MaartenGr / BERTopic

Leveraging BERT and c-TF-IDF to create easily interpretable topics.
https://maartengr.github.io/BERTopic/
MIT License
5.99k stars 752 forks source link

Implementation from cuML in Berttopic #495

Closed p-dre closed 1 year ago

p-dre commented 2 years ago

In my experience, umap and HDBSCAN are the very computationally intensive parts of Berttopic. However, in the original form, the packages are only partially parallel and not usable on gpu.

However, NVIDIA RAPIDS cuML library (https://github.com/rapidsai/cuml) includes a solution for both models that is usable on gpu. This would significantly increase the speed of the calculation. https://developer.nvidia.com/blog/gpu-accelerated-hierarchical-dbscan-with-rapids-cuml-lets-get-back-to-the-future/ Is an implementation conceivable?

MaartenGr commented 2 years ago

There currently is a GPU-accelerated implementation by rapidsai that you can find here that you can try out. I have yet to try it out but from what I have heard there is quite a big speed-up!

beckernick commented 2 years ago

cc @vibhujawa

MaartenGr commented 2 years ago

@p-dre A few days ago, I released BERTopic v0.10.0 which allows you to use different models for HDBSCAN and UMAP. This also allows you to use the GPU-accelerated version of HDBSCAN and UMAP developed by cuML. After installing cuML, you can run it with BERTopic as follows:

from bertopic import BERTopic
from cuml.cluster import HDBSCAN
from cuml.manifold import UMAP

# Create instances of GPU-accelerated UMAP and HDBSCAN
umap_model = UMAP(n_components=5, min_dist=0.0)
hdbscan_model = HDBSCAN(min_samples=20, gen_min_span_tree=True)

# Pass the above models to be used in BERTopic
topic_model = BERTopic(umap_model=umap_model, hdbscan_model=hdbscan_model)
topics, probs = topic_model.fit_transform(docs)

It should speed up BERTopic quite a bit! Also, since you now can replace HDBSCAN and UMAP, you could also replace them with algorithms, like PCA and kMeans, which might be a bit faster. It could hurt the quality of the resulting topics though, so some experimentation might be necessary.

VibhuJawa commented 2 years ago

@MaartenGr , Thanks a lot. Its great to learn that now it is possible to use different models for HDBSCAN and UMAP.
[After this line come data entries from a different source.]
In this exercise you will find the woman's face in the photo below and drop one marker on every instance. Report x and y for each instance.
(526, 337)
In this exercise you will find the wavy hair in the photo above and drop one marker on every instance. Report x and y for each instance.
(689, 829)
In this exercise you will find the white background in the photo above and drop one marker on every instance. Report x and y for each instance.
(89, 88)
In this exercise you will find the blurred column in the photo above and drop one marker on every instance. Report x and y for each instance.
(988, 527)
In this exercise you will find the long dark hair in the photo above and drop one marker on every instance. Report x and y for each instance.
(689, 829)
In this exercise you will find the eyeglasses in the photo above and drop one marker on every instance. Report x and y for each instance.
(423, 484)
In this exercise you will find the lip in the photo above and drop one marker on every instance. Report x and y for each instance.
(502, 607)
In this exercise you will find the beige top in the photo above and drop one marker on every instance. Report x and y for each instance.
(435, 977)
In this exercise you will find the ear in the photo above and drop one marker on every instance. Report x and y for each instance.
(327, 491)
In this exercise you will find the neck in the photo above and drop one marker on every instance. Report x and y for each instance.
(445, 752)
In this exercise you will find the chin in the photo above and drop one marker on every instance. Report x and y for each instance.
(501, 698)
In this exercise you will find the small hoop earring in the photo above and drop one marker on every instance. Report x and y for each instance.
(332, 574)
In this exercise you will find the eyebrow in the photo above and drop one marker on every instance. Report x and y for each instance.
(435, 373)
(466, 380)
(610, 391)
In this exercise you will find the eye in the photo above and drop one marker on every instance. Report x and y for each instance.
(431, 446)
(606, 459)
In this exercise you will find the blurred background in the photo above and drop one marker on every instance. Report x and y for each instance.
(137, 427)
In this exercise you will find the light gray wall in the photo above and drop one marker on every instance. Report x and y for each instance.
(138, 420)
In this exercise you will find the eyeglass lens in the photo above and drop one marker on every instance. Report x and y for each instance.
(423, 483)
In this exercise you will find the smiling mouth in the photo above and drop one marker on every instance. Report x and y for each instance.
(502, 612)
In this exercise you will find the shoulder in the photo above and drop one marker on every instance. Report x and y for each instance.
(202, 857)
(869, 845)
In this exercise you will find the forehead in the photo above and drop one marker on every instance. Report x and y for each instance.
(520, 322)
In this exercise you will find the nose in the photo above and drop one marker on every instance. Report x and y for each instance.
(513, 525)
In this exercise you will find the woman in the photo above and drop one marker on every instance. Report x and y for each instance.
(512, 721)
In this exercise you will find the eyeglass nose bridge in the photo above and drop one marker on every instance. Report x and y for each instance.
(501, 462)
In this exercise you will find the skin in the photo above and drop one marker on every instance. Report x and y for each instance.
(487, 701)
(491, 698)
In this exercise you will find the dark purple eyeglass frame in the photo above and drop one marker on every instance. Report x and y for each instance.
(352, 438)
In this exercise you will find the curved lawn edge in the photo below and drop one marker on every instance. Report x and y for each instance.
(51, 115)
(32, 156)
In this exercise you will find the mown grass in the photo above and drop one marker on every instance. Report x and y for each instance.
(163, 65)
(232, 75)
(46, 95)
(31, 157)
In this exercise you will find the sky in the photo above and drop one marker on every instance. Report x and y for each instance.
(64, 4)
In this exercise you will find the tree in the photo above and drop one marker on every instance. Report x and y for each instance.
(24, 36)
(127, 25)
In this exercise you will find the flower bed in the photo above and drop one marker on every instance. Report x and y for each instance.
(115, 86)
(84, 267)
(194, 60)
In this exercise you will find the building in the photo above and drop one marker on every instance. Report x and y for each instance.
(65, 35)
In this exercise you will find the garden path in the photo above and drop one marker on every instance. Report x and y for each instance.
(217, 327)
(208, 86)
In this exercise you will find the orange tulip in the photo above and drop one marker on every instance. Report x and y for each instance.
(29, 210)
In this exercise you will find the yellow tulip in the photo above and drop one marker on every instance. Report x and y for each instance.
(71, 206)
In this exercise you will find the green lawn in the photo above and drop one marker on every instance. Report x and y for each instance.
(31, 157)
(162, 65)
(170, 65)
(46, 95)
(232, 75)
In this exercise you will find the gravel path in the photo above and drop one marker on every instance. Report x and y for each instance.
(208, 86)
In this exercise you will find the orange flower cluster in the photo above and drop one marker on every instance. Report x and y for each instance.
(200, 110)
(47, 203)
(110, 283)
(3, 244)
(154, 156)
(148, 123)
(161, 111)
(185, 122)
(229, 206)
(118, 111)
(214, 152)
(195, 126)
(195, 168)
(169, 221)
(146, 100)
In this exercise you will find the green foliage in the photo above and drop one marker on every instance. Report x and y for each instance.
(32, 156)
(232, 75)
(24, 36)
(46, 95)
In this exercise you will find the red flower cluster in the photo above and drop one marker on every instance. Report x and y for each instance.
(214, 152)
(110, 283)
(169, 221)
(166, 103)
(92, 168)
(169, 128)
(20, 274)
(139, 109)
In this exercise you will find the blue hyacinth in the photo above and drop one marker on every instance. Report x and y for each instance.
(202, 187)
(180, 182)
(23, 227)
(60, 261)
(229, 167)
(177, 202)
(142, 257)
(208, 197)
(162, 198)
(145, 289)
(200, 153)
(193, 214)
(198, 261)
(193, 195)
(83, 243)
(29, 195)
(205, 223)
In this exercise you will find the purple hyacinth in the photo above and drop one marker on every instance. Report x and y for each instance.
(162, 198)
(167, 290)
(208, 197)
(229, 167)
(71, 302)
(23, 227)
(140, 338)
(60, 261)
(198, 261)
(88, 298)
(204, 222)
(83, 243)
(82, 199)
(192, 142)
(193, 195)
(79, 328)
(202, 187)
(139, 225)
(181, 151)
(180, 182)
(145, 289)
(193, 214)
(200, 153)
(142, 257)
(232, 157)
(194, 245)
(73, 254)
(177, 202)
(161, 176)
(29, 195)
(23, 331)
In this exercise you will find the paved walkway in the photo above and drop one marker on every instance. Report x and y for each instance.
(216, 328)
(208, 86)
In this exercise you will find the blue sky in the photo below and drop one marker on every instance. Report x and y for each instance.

From a benchmark perspective on a workflow we saw following speedups on a end to end BERTopic Workflow. (Checkout the full blog here)

UMAP: 2718 s (CPU) to 98 s (GPU) HDBSCAN: 382.00 (CPU) to 92 s (GPU).

p-dre commented 2 years ago

@MaartenGr amazing, Thank you very much!!!

kuchenrolle commented 2 years ago

@MaartenGr As cuml.cluster.HDBSCAN is not an instance of hdbscan.HDBSCAN, the isinstance checks in lines 388, 1431 and 1548 return False, resulting in the probabilities (hdbscan_model.probabilities_) being ignored, although the cuml implementation does provide them.

I'm also wondering whether the hdbscan.HDBSCAN could be initialized with the result from cuml.cluster.HDBSCAN, so that the HDBSCAN.membership_vector method could be used, when BERTopic is called with calculate_probabilities=True?

MaartenGr commented 2 years ago

@kuchenrolle After using the cuml.cluster.HDBSCAN model, you can access the probabilities with topic_model.hdbscan_model.probabilities_. I am not entirely sure though whether we can use the membership_vector in cuml through the original method.

beckernick commented 2 years ago

As a note, membership_vector and all_points_membership_vectors are on our radar for cuML's HDBSCAN.

Perhaps this might be an opportunity to define something like is_hdbscan_like in the spirit of scikit-learn's is_classifier and is_regressor? We use this pattern in Dask quite a bit for duck-typing based checks to support multiple backends via dispatching. (Perhaps explicit dispatching might be of interest here, too).

For example:

def is_dataframe_like(df) -> bool:
    """Looks like a Pandas DataFrame"""
    if (df.__class__.__module__, df.__class__.__name__) == (
        "pandas.core.frame",
        "DataFrame",
    ):
        # fast exec for most likely input
        return True
    typ = df.__class__
    return (
        all(hasattr(typ, name) for name in ("groupby", "head", "merge", "mean"))
        and all(hasattr(df, name) for name in ("dtypes", "columns"))
        and not any(hasattr(typ, name) for name in ("name", "dtype"))
    )

The AutoML library TPOT did something similar when they added support for cuML and defined _is_selector and _is_transformer. They used this pattern again when they later added _is_resampler to include support for the scikit-learn-contrib project imbalanced-learn.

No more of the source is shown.